Novel extended field-of-view reconstruction algorithms in computed tomography simulation for imaging and volumetric modulated arc therapy dosimetry.
Authors
Affiliations (2)
Affiliations (2)
- State Key Laboratory of Oncology in South China, Guangdong Key Laboratory of Nasopharyngeal Carcinoma Diagnosis and Therapy, Guangdong Provincial Clinical Research Center for Cancer, Sun Yat-sen University Cancer Center, Guangzhou, China.
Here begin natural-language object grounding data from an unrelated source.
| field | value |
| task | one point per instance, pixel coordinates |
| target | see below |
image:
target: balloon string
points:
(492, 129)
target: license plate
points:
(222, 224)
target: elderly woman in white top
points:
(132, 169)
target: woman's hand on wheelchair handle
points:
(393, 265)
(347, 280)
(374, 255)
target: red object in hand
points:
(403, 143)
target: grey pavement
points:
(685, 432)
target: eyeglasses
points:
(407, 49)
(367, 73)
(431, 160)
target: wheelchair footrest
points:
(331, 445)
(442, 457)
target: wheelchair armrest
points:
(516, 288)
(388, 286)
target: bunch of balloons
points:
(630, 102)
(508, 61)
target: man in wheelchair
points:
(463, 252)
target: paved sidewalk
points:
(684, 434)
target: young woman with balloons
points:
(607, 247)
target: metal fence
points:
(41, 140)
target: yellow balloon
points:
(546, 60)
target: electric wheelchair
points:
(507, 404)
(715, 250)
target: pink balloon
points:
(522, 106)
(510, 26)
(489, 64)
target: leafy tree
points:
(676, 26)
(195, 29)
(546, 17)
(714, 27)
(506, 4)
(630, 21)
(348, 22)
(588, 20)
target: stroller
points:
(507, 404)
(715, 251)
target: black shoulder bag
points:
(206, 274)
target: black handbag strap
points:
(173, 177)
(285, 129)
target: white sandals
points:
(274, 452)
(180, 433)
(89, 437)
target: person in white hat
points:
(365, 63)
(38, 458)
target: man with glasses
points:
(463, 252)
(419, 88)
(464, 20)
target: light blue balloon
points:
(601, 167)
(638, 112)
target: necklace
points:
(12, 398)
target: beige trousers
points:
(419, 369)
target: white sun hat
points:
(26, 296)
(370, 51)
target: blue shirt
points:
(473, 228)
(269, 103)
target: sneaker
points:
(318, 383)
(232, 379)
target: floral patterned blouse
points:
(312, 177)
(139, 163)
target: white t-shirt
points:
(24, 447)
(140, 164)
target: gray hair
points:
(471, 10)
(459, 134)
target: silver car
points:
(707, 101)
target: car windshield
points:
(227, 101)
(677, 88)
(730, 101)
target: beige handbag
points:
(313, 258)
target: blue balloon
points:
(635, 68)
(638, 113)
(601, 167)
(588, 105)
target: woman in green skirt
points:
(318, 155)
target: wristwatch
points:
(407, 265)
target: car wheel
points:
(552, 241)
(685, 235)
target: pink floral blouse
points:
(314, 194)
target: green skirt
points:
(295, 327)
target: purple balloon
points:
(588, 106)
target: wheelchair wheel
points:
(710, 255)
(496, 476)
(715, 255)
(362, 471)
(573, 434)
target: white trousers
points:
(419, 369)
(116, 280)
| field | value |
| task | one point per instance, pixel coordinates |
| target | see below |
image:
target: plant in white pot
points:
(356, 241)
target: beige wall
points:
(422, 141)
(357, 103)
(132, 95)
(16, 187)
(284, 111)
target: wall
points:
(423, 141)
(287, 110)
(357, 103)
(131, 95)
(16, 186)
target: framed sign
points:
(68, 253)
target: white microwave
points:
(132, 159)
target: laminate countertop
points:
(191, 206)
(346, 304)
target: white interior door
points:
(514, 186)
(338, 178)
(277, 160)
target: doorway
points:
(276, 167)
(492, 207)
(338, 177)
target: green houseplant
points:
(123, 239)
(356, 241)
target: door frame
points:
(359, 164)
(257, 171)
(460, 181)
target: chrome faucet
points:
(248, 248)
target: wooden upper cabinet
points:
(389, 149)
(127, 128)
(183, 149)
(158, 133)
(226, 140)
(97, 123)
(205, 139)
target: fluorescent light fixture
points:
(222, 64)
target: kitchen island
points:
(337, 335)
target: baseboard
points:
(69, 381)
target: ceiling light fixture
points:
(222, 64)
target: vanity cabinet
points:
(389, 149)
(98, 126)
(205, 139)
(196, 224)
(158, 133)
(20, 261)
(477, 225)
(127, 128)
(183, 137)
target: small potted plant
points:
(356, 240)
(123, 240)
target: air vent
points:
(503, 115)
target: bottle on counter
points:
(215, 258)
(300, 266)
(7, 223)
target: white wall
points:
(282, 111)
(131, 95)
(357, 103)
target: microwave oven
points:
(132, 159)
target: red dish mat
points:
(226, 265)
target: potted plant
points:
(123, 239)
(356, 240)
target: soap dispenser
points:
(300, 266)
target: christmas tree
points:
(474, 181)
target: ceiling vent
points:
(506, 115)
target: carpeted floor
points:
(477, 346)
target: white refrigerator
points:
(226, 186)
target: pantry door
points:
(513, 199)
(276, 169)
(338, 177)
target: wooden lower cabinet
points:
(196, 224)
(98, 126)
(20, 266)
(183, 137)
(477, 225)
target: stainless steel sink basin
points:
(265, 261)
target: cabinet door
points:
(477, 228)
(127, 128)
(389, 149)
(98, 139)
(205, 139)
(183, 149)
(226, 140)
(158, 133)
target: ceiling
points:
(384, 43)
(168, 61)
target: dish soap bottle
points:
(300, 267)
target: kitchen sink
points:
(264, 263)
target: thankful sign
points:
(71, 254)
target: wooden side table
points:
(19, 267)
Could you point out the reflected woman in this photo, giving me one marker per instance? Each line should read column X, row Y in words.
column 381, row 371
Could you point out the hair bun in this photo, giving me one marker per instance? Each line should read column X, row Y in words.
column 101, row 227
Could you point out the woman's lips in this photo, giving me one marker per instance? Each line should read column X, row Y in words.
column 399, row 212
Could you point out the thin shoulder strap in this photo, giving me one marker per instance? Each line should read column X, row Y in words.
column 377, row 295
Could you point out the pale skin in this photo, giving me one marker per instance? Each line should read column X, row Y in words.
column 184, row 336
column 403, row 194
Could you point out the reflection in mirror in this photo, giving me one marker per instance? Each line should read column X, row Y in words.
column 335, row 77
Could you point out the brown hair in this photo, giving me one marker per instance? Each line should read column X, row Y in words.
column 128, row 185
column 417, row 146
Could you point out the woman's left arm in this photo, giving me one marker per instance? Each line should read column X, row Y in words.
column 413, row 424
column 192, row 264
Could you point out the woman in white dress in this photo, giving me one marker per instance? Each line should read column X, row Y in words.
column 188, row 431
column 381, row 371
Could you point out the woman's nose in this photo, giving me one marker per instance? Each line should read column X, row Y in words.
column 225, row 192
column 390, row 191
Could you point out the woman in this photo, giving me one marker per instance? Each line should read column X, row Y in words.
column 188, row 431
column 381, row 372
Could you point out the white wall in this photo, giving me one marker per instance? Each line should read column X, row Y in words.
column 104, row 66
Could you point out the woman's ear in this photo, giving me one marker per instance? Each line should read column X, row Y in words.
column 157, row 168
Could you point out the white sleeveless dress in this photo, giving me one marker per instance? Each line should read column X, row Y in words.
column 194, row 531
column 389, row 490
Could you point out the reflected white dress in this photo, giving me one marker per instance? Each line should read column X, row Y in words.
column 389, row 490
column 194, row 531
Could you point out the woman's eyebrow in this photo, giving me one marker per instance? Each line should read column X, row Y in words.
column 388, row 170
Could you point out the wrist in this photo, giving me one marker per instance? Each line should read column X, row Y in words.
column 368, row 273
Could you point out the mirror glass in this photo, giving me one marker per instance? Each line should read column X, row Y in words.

- Research Cooperation Department, United Imaging Research Institute of Innovative Medical Equipment, Shenzhen, China.
Abstract
Accurate computed tomography (CT) reconstruction is essential for effective radiotherapy, particularly when the patient anatomy extends beyond the standard scanning field of view (sFOV). Extended-FOV algorithms address this challenge, but their performance in clinical CT simulations remains unclear. This study systematically evaluated two algorithms, the extended-FOV reconstruction algorithm (eFOV) and the deep learning-enhanced eFOV (AI-eFOV), on the uCT610 Sim system (United Imaging Healthcare), with CT image quality and volumetric modulated arc therapy (VMAT) dosimetric accuracy being the outcomes. A whole-body phantom simulated off-center displacements (5-20 cm) for extended FOV reconstruction. Isocentric CT images served as the ground truth for the assessment of geometric distortion, Hounsfield unit (HU) stability, and autocontouring accuracy. VMAT plans for the lung, chest wall, and liver were analyzed for dosimetric impact, and four patient cases provided clinical validation. With increasing displacement, eFOV showed large HU deviations [root mean squared error (RMSE) 96 HU; maximum error 275 HU for bone and 293 HU for soft tissue], whereas AI-eFOV reduced errors (RMSE 81 HU; maximum 65 HU for bone and 25 HU for soft tissue; P<0.01) and achieved higher autocontouring accuracy (Dice ≥0.973 for AI-eFOV and ≥0.926 for eFOV). In VMAT plans, both algorithms achieved >96.66% gamma passing rates (3%/3 mm) within a 10-cm offset. At 20 cm, AI-eFOV maintained a rate above 93.37%, while eFOV dropped to 82.05% in hypofractionated plans using the flattening-filter-free high dose rate delivery mode. Clinical data further confirmed AI-eFOV's advantage in artifact suppression and tissue boundary delineation. Image distortion is determined by anatomy and lateral displacement beyond the sFOV. AI-eFOV provided superior image quality and dosimetric accuracy, especially beyond 70 cm and should be preferred for cases with large offsets.